Como dito, trata-se antes de colocar as categorizações em cheque. Sabemos que há um amplo impulso social para a explicitação das práticas sexuais – vide o empenho de Foucault em estudar os processos e mecanismos pelos quais se dá a incitação aos discursos – e que a “vontade de saber” convoca os indivíduos a “dizerem a sua verdade”, embora, para tanto, sejam levados a definir-se a partir dos termos socialmente estabelecidos. Assim, são enquadrados em categorias rígidas e atomizadas, nas quais as subjetividades são reduzidas às concepções vagas, homogeneizantes e questionáveis do que implicaria ser heterossexual, homossexual, bissexual.
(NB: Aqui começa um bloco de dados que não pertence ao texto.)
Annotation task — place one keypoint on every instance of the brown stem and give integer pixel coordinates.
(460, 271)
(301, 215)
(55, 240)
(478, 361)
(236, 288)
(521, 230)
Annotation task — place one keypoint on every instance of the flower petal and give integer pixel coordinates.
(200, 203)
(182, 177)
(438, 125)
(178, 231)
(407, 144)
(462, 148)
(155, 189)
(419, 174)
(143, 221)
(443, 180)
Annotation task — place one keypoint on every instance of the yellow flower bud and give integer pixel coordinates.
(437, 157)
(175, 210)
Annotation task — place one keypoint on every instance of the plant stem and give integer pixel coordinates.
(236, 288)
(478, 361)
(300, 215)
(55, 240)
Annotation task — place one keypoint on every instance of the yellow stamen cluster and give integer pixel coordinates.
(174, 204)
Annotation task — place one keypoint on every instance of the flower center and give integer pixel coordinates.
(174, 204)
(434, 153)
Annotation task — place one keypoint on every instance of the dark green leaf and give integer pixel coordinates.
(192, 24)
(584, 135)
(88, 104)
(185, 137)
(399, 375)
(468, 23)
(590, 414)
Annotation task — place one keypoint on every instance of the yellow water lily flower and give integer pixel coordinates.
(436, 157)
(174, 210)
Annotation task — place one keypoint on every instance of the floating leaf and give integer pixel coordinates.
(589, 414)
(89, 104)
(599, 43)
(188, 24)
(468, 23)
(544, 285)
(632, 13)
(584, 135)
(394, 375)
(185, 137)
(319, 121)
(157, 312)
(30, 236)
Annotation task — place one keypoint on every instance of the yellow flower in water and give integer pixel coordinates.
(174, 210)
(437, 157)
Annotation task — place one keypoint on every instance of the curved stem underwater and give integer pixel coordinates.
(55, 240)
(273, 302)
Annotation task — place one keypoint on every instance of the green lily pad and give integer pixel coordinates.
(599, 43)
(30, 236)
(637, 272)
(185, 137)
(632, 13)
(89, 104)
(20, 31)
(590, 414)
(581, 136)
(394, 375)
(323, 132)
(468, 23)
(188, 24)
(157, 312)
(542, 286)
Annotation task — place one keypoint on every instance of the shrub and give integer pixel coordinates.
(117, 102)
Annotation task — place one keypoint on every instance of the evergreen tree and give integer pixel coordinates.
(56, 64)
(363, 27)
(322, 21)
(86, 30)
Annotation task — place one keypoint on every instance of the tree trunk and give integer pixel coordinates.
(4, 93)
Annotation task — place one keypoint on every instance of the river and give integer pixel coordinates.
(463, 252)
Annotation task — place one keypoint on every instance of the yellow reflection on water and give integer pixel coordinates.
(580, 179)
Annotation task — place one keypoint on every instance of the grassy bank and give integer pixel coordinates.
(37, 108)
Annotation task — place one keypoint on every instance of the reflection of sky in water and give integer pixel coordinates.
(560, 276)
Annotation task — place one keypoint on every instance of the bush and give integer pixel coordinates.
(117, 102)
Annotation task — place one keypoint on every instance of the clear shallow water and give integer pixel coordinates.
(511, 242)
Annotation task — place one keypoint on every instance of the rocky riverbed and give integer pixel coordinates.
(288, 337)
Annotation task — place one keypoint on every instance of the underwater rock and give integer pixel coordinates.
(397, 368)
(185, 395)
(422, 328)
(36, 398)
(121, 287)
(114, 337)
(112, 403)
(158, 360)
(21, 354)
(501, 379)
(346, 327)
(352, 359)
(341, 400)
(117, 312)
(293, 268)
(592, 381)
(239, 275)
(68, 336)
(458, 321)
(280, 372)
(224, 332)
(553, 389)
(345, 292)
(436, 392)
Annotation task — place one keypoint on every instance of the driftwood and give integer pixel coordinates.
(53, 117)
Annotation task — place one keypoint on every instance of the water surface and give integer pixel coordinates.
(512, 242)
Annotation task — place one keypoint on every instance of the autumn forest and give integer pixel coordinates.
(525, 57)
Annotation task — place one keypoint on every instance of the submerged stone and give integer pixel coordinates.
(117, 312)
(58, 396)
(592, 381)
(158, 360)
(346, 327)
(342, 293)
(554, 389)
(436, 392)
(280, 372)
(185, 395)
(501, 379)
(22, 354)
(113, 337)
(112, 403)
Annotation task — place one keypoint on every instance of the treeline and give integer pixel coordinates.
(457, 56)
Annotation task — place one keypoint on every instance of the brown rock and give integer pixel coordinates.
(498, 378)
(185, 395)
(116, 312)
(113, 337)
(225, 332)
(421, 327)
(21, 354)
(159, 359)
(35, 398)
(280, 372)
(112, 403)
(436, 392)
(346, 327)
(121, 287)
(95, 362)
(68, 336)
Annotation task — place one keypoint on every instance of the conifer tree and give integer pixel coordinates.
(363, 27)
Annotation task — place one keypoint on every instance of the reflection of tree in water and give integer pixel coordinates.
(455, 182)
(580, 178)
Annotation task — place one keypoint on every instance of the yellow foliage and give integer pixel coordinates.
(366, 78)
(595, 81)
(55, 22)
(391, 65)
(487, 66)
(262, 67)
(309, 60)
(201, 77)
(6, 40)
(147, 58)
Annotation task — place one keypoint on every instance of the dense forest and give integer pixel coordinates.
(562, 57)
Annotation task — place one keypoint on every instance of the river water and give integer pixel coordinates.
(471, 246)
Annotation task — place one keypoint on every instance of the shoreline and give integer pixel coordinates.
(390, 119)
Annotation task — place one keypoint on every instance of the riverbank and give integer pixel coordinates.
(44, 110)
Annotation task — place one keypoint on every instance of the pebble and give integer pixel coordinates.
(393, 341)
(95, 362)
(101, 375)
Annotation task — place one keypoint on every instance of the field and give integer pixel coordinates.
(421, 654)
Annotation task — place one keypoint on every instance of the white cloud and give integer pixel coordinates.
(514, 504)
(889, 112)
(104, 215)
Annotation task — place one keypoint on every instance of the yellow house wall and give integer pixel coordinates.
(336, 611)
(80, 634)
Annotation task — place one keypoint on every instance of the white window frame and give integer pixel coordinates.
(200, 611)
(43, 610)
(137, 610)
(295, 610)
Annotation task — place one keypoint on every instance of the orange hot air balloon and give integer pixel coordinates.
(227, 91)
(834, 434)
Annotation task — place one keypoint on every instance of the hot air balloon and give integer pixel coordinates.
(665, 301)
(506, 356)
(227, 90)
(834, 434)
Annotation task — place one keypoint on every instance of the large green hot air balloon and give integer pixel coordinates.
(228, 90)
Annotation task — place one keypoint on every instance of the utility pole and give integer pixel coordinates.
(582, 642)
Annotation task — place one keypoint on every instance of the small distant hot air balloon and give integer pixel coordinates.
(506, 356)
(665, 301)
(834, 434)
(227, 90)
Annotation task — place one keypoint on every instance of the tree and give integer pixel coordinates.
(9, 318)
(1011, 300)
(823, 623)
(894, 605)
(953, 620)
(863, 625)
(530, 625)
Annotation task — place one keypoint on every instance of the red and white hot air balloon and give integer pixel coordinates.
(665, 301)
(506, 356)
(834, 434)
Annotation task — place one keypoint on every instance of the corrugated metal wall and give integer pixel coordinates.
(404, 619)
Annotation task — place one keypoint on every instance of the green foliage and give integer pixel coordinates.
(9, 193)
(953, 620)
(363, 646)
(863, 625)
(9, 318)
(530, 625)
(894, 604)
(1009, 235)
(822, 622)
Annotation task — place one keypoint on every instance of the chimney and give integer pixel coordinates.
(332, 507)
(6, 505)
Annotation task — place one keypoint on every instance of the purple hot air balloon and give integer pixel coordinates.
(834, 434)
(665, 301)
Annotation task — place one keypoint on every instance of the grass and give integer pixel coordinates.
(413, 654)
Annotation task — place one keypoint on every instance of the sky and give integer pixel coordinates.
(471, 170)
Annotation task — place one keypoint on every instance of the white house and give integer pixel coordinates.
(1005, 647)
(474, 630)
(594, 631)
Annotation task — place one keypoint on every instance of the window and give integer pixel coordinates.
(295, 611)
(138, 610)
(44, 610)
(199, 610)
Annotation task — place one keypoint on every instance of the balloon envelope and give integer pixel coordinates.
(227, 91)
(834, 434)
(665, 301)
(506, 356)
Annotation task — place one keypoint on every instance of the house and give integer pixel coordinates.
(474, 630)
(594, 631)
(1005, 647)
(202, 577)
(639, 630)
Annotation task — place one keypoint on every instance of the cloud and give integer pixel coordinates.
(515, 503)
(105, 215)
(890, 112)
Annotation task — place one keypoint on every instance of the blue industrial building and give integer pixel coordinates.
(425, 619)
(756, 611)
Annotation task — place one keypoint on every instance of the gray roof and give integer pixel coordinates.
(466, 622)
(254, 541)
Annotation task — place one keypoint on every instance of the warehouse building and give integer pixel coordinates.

Os próprios movimentos que tratam desta questão parecem ter-se dado conta disso, uma vez que o que era gls virou lgbtt – e tudo leva a crer que novas letrinhas venham somar-se as já “categorizadas”.
Talvez se trate menos de escolher as letras – ou, o que é pior, alinhá-las em uma sigla, por “ordem de prioridade” – mas conceber a discussão da diversidade realmente a partir desta idéia, a diversidade, ou seja, vendo-se cada indivíduo como único, múltiplo, e admitindo que, embora seja reconhecida a importância dos movimentos aglutinadores, estes não podem perder-se em seu discurso e, na ânsia de combater preconceitos, reproduzir uma “ética heterossexual” – recorrendo a uma outra idéia de Foucault - com um discurso invertido, de defesa intransigente da estética do arco-íris. A favor desta concepção mais sensível das subjetividades que compõem a sexualidade, recordemos que algumas formas de vida socialmente rechaçadas no passado hoje são mais bem aceitas e que o que hoje é tabu amanhã poderá ser encarado com maior naturalidade. Não se trata apenas, então, das estratégias de defesa de uma única e determinada “categoria”, mas de rever os próprios mecanismos sociais que geram intolerância. Se a autenticidade reside na forma como nos aproximamos dos nossos sonhos, convém buscar menos respostas, conviver melhor com as incertezas, com o subjetivo, com o diferente. Afinal, os sonhos não são categorizáveis.